Answer you, Sirs? Do I understand aright?
Have patience! In this sudden smoke from hell,—
So things disguise themselves,—I cannot see
My own hand held thus broad before my face
And know it again. Answer you? Then that means
Tell over twice what I, the first time, told
Six months ago: 't was here, I do believe,
Fronting you same three in this very room,
I stood and told you: yet now no one laughs,
Who then … nay, dear my lords, but laugh you did,
As good as laugh, what in a judge we style
Laughter—no levity, nothing indecorous, lords!
Only,—I think I apprehend the mood:
There was the blameless shrug, permissible smirk,
The pen's pretence at play with the pursed mouth,
The titter stifled in the hollow palm
Which rubbed the eyebrow and caressed the nose,
When I first told my tale: they meant, you know,
"The sly one, all this we are bound believe!
"Well, he can say no other than what he says.
"We have been young, too,—come, there's greater guilt!
"Let him but decently disembroil himself,
"Scramble from out the scrape nor move the mud,—
"We solid ones may risk a finger-stretch!
And now you sit as grave, stare as aghast
As if I were a phantom: now 't is—"Friend,
"Collect yourself!"—no laughing matter more—
"Counsel the Court in this extremity,
"Tell us again!"—tell that, for telling which,
I got the jocular piece of punishment,
Was sent to lounge a little in the place
Whence now of a sudden here you summon me
To take the intelligence from just—your lips!

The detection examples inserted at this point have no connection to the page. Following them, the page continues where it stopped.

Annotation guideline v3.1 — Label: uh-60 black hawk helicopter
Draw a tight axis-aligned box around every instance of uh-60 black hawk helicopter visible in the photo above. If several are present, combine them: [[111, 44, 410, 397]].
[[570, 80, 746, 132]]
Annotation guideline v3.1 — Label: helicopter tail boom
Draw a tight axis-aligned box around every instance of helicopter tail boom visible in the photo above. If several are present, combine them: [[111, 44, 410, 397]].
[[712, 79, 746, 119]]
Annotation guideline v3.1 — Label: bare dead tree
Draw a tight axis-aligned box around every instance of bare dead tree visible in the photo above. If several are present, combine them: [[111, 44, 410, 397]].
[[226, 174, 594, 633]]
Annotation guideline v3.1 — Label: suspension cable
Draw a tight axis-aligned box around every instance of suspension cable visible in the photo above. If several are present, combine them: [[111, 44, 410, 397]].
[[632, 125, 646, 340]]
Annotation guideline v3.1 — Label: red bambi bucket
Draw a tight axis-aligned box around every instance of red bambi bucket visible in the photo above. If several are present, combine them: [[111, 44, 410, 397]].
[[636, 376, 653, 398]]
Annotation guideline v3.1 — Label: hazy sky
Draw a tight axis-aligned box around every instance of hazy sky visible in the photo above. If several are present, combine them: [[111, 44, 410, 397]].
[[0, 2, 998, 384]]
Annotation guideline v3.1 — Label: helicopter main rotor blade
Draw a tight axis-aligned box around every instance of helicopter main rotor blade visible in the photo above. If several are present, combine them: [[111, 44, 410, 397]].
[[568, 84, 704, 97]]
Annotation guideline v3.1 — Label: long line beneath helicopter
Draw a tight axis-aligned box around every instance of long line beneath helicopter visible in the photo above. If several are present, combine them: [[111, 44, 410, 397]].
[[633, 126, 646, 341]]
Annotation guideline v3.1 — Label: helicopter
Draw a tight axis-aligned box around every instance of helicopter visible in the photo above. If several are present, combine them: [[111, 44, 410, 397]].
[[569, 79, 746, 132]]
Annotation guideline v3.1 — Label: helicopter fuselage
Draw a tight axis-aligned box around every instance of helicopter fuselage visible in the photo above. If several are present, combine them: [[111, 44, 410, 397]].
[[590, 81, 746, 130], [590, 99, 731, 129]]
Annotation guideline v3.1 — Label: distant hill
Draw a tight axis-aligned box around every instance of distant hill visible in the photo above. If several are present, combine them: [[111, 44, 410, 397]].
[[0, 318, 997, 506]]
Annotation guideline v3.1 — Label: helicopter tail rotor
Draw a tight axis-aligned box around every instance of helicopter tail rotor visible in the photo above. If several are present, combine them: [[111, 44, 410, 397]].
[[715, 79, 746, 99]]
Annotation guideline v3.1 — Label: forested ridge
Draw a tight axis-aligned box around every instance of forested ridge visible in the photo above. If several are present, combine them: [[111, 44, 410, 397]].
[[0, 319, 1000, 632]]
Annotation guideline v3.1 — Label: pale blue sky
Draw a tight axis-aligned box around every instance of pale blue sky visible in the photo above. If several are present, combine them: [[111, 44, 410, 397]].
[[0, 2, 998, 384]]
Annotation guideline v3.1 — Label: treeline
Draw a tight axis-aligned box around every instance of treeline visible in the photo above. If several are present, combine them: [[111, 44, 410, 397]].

You, Judge Tommati, who then tittered most,—
That she I helped eight months since to escape
Her husband, was retaken by the same,
Three days ago, if I have seized your sense,—
(I being disallowed to interfere,
Meddle or make in a matter none of mine,
For you and law were guardians quite enough
O' the innocent, without a pert priest's help)—
And that he has butchered her accordingly,
As she foretold and as myself believed,—
And, so foretelling and believing so,
We were punished, both of us, the merry way:
Therefore, tell once again the tale! For what?
Pompilia is only dying while I speak!
Why does the mirth hang fire and miss the smile?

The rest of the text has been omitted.